During his recent rehab stint with Tacoma Rainiers, Lewis did get work in the outfield ahead of his return to the Mariners roster. Servais said Lewis won't be an everyday option in the outfield as they work to manage his workload.
"We'll just have to wait and see how it goes," Servais said. "Starting out, maybe a couple days a week, two or three times a week, starting out and see how he's going, see how his body's response body's responding. And he'll let us know."
The Mariners optioned Justin Upton and he elected to take free agency.
Upton, 34, appeared in 17 games with the Mariners this season, batting .125 with a double, a home run, 3 RBI, and 6 walks. He was signed as a Major League Free Agent on May 21.

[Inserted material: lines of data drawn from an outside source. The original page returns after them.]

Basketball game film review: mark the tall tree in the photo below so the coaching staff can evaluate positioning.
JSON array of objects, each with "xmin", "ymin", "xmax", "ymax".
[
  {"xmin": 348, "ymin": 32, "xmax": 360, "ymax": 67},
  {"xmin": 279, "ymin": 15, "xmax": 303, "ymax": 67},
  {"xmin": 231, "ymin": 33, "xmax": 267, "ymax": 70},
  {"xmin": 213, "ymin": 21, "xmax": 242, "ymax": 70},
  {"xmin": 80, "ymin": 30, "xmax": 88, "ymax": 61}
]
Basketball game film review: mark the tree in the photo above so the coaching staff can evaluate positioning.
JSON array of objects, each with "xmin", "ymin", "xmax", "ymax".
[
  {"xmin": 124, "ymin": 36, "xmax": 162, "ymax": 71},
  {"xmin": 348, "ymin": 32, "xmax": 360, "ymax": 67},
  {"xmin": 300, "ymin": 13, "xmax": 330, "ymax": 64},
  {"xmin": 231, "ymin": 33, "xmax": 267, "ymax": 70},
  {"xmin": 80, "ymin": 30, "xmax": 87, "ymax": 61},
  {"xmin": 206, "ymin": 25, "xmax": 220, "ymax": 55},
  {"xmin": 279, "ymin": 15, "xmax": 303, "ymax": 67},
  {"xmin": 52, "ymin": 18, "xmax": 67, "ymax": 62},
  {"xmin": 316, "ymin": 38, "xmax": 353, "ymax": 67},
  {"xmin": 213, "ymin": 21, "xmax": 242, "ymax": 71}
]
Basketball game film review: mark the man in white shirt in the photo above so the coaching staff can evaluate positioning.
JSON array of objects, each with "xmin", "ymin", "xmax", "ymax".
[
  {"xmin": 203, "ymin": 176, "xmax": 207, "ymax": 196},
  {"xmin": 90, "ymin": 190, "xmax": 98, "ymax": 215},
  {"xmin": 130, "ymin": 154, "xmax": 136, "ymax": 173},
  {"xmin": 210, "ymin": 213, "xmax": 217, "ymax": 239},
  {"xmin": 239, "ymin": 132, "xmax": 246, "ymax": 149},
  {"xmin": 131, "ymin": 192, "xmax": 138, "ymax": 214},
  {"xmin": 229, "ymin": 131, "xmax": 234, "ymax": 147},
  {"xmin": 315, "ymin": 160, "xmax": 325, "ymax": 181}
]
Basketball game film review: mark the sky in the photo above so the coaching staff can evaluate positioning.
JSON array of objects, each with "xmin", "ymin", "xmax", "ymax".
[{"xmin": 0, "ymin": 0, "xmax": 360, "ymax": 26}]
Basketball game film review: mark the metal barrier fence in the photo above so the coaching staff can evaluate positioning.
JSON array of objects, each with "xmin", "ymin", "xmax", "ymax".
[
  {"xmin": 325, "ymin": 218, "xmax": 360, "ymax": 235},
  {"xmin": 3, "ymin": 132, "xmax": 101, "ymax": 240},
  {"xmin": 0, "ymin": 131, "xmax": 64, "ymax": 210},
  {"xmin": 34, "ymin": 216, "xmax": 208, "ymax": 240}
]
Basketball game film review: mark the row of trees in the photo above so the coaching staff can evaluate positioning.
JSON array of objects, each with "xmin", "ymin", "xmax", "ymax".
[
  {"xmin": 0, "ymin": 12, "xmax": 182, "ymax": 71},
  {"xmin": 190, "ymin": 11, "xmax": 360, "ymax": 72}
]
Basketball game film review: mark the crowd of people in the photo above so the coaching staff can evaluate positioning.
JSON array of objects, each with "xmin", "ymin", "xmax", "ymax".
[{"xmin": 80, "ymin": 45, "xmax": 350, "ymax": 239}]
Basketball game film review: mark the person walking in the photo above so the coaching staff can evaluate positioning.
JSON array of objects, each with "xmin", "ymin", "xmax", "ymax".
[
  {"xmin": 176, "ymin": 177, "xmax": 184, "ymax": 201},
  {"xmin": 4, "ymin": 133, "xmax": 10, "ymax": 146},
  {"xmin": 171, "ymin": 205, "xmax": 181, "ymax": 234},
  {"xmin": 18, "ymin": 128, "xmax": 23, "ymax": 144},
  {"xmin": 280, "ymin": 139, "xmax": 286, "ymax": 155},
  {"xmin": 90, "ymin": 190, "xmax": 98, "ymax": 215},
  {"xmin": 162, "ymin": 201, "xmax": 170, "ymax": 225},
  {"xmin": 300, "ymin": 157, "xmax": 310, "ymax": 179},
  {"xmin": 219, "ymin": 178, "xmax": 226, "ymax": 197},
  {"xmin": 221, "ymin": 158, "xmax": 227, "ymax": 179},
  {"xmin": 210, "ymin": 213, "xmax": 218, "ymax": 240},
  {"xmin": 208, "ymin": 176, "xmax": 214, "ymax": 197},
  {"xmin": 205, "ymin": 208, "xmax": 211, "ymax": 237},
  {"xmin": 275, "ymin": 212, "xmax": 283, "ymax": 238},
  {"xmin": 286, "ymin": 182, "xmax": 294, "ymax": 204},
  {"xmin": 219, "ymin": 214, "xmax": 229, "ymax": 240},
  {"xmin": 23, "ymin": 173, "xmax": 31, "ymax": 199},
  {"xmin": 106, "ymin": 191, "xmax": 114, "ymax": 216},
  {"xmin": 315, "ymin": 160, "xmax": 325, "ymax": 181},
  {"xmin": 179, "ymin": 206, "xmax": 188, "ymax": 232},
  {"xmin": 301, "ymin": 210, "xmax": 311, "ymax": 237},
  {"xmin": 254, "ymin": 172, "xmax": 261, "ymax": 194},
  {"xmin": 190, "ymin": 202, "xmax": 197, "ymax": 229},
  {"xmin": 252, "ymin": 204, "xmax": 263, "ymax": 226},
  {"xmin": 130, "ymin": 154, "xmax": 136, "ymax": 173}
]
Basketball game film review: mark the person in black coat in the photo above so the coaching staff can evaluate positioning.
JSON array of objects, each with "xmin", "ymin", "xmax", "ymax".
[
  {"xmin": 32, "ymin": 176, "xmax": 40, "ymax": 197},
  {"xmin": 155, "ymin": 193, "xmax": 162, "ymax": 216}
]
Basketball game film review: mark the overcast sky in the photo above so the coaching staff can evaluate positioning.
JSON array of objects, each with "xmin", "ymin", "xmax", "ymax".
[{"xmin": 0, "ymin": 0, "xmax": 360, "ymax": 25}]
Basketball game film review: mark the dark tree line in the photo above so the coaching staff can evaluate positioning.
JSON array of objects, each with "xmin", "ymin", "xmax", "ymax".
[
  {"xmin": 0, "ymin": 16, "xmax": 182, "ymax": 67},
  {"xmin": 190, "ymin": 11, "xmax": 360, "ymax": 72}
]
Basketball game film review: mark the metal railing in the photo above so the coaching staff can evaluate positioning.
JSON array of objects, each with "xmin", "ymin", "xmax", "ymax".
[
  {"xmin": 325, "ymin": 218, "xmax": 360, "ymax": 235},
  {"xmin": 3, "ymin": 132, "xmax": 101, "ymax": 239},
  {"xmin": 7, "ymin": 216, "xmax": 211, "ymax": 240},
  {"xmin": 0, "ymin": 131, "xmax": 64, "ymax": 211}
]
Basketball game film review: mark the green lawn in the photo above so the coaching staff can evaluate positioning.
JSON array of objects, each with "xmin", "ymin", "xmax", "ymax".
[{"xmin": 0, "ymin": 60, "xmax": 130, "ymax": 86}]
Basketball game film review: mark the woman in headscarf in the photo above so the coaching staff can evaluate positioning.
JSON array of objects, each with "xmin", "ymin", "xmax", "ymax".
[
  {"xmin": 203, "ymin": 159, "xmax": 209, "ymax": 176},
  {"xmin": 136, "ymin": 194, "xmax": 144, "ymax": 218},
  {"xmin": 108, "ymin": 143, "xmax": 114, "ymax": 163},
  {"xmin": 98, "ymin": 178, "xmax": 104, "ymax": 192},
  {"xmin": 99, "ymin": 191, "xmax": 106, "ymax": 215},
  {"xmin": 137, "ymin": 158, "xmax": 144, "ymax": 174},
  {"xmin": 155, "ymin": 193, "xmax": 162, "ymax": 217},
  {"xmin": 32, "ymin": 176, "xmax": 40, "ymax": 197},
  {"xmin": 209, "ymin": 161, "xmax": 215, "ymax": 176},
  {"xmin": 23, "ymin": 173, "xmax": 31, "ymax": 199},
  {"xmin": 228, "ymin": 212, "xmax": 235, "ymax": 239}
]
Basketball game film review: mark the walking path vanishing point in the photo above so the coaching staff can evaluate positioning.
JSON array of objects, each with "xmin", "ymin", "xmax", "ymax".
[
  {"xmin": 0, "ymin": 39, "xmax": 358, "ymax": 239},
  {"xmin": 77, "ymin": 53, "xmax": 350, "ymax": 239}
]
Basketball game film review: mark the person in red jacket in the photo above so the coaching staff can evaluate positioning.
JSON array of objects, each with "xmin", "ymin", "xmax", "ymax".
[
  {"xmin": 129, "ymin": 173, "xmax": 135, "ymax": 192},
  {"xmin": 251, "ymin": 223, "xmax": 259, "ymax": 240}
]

"Justin Upton added a lot to our team that did not show up in the box score, or the stat line. He joined our team and at a point when we were struggling," Servais said. "And bringing Upton in, what Carlos Santana has done, you're bringing the veteran guys in to kind of help our guys along and talking the game, you know, and kind of changing the tone of conversations in the middle of the game, in pregame meetings and having a presence in our clubhouse where younger players ... could go to them and ask them questions. It was super valuable, really valuable."